DeGaulle and Nasser Die

Published: 1970
Play UPI Radio 1970
Queen Elizabeth is shown chatting with General Charles De Gaulle on her visit to the Convalescent Home for Free French Naval Forces, November 2, 1941, near the British capitol of London. General De Gaulle, who is leader of the Free French Forces, is on a visit to England. (UPI Photo/Files)
Announcer: To his people he was more than a man, more than a political leader, more than a defender of French rights and international dealings. To his people he was "Le Grand Charles", the Great Charles. They remembered 1940, when he asked for their support.

Charles De Gaulle: [French]

Announcer: In 1944, upon his return to power, they remembered him telling them the road to recovery is difficult.

President Charles De Gaulle: [French]

Announcer: They remembered the way he campaigned in 1969.

President Charles De Gaulle and crowd (singing): [French]

Announcer: They remembered 1970 and the day he died.

Unknown Speaker: [French]

Announcer: On Tuesday, November the 12th, Charles De Gaulle was buried. World leaders attended memorial services at Notre Dame Cathedral. The country, in a unanimous outpouring of grief, said farewell to their most beloved 20th Century hero. They said goodbye to Le Grand Charles.

Announcer: 1970 in Review will continue after this message.

The death of another leader came suddenly in 1970. He, like Charles De Gaulle, was revered by his countrymen, and when he died they plainly showed their grief.

Announcer: The most powerful leader in the Arab world, Egyptian President Gamal Abdel Nasser died in Cairo on September the 28th at the age of 52. More than any other man, Nasser had shaped the destiny of the Middle East, and his death left a political void throughout the Arab world.

While he was still alive, the biggest hope for peace in the Middle East came when a 90-day ceasefire agreement was reached. Talks were initiated by the United Nations and headed by Ambassador Gunnar Jarring.

Ambassador Gunnar Jarring: "I have pleasure in announcing that the governments of Israel, Jordan and the United Arab Republic have each appointed representatives for the discussions to be held under my auspices for the purpose of reaching agreement on the establishment of a just and lasting peace in the Middle East and that these discussions will begin on the 25th of August 1970 at New York."

Announcer: But after less than three weeks into the ceasefire, Israel accused the Arabs of ceasefire violations and they refused to take part in any of the talks.
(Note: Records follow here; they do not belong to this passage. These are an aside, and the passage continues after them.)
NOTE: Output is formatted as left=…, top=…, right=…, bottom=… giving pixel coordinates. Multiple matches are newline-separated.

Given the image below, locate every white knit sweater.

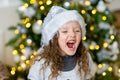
left=28, top=54, right=95, bottom=80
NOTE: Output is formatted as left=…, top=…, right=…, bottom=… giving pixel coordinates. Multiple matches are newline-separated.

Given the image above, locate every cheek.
left=77, top=35, right=81, bottom=43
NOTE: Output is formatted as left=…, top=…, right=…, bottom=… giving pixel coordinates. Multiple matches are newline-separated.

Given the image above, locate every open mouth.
left=67, top=41, right=75, bottom=48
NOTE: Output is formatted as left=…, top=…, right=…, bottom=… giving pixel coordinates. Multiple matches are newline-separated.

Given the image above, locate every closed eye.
left=75, top=30, right=80, bottom=32
left=62, top=31, right=68, bottom=33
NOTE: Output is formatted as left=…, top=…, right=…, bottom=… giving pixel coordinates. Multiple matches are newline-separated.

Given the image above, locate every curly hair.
left=35, top=35, right=89, bottom=79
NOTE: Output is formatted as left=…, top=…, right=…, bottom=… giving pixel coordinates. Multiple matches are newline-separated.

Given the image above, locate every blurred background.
left=0, top=0, right=120, bottom=80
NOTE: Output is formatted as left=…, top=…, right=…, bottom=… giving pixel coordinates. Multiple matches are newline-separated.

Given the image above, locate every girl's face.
left=58, top=21, right=81, bottom=56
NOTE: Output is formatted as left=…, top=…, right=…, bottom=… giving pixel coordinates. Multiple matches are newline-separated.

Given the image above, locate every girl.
left=28, top=6, right=94, bottom=80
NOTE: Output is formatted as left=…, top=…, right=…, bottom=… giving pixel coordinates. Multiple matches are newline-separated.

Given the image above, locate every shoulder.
left=86, top=53, right=97, bottom=79
left=28, top=59, right=44, bottom=80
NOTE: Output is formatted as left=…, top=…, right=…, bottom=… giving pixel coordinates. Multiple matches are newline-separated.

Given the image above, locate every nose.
left=69, top=31, right=75, bottom=37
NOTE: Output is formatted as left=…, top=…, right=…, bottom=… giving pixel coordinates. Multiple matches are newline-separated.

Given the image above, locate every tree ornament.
left=17, top=26, right=27, bottom=34
left=14, top=55, right=20, bottom=62
left=23, top=47, right=32, bottom=59
left=97, top=0, right=106, bottom=12
left=63, top=1, right=70, bottom=8
left=90, top=0, right=97, bottom=4
left=98, top=22, right=111, bottom=29
left=32, top=23, right=41, bottom=34
left=23, top=7, right=35, bottom=18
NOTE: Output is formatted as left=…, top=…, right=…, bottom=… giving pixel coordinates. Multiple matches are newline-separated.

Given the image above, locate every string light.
left=26, top=39, right=32, bottom=45
left=30, top=0, right=36, bottom=4
left=25, top=60, right=30, bottom=64
left=22, top=18, right=30, bottom=24
left=92, top=9, right=97, bottom=14
left=21, top=34, right=27, bottom=39
left=23, top=3, right=28, bottom=8
left=21, top=49, right=25, bottom=53
left=118, top=69, right=120, bottom=73
left=103, top=42, right=108, bottom=48
left=37, top=20, right=42, bottom=25
left=102, top=72, right=106, bottom=76
left=17, top=66, right=22, bottom=71
left=95, top=45, right=100, bottom=50
left=10, top=67, right=16, bottom=75
left=102, top=16, right=107, bottom=21
left=30, top=55, right=34, bottom=59
left=21, top=63, right=26, bottom=69
left=110, top=35, right=115, bottom=40
left=33, top=51, right=37, bottom=56
left=40, top=6, right=45, bottom=10
left=12, top=50, right=18, bottom=55
left=10, top=70, right=15, bottom=75
left=98, top=64, right=103, bottom=69
left=26, top=23, right=31, bottom=28
left=38, top=1, right=43, bottom=5
left=14, top=29, right=19, bottom=34
left=81, top=10, right=86, bottom=14
left=85, top=0, right=91, bottom=6
left=21, top=56, right=26, bottom=61
left=108, top=67, right=113, bottom=72
left=89, top=45, right=94, bottom=50
left=90, top=26, right=94, bottom=31
left=20, top=44, right=24, bottom=49
left=46, top=0, right=52, bottom=5
left=82, top=36, right=86, bottom=40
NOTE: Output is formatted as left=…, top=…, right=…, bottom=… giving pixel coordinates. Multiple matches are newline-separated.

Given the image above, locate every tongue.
left=67, top=43, right=73, bottom=48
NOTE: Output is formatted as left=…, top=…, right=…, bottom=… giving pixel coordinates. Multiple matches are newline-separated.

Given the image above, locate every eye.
left=75, top=29, right=80, bottom=32
left=61, top=30, right=68, bottom=33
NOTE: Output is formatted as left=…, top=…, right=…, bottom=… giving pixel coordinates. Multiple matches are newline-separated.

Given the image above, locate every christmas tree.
left=7, top=0, right=120, bottom=80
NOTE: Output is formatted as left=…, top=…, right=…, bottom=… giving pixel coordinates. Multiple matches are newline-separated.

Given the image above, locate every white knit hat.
left=38, top=6, right=86, bottom=52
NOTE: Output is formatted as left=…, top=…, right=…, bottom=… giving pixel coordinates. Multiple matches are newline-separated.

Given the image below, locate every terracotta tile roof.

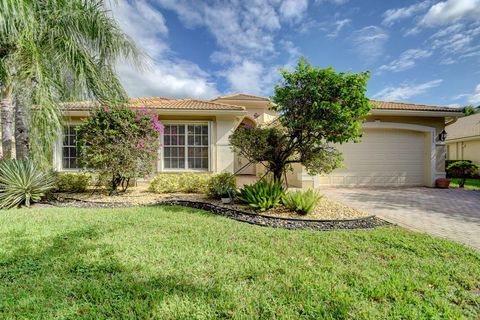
left=445, top=113, right=480, bottom=141
left=211, top=93, right=270, bottom=101
left=62, top=97, right=245, bottom=111
left=370, top=100, right=462, bottom=112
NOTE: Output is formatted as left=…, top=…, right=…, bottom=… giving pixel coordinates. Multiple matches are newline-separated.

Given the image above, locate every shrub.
left=282, top=189, right=322, bottom=214
left=447, top=160, right=480, bottom=188
left=237, top=180, right=285, bottom=211
left=207, top=172, right=237, bottom=199
left=56, top=172, right=92, bottom=192
left=0, top=160, right=55, bottom=209
left=78, top=107, right=163, bottom=194
left=148, top=173, right=210, bottom=193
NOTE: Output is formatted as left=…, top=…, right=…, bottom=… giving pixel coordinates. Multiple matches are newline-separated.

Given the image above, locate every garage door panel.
left=319, top=129, right=426, bottom=186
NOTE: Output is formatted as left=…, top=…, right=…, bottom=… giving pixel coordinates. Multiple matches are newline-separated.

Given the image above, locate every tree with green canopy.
left=230, top=58, right=370, bottom=180
left=0, top=0, right=142, bottom=162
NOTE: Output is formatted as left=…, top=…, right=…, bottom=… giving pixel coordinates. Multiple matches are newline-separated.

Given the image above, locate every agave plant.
left=0, top=160, right=55, bottom=209
left=282, top=189, right=322, bottom=214
left=237, top=180, right=285, bottom=211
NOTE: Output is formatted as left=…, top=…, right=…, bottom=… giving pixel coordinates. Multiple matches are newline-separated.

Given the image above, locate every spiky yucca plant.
left=282, top=189, right=322, bottom=215
left=237, top=180, right=285, bottom=211
left=0, top=160, right=55, bottom=209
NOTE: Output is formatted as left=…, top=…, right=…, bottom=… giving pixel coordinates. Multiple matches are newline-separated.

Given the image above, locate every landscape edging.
left=152, top=200, right=391, bottom=230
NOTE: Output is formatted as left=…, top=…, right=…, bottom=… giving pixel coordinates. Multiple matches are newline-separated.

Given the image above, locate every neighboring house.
left=54, top=94, right=462, bottom=188
left=445, top=113, right=480, bottom=163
Unknown Speaker: "In an hour after this, after the ceasefire came into effect, missiles began moving. New sites are constructed, new sites practically up to the very edge of the Suez Canal, which can be flown within a few hours. Live missiles have been, have been sent and of the most sophisticated kind. Then we say, no. Then we're not meeting as equals in these discussions. Then we're meeting we on one side, people that come in with the best of intentions for peace, and then the other side, negotiators with a revolver pointing at our head."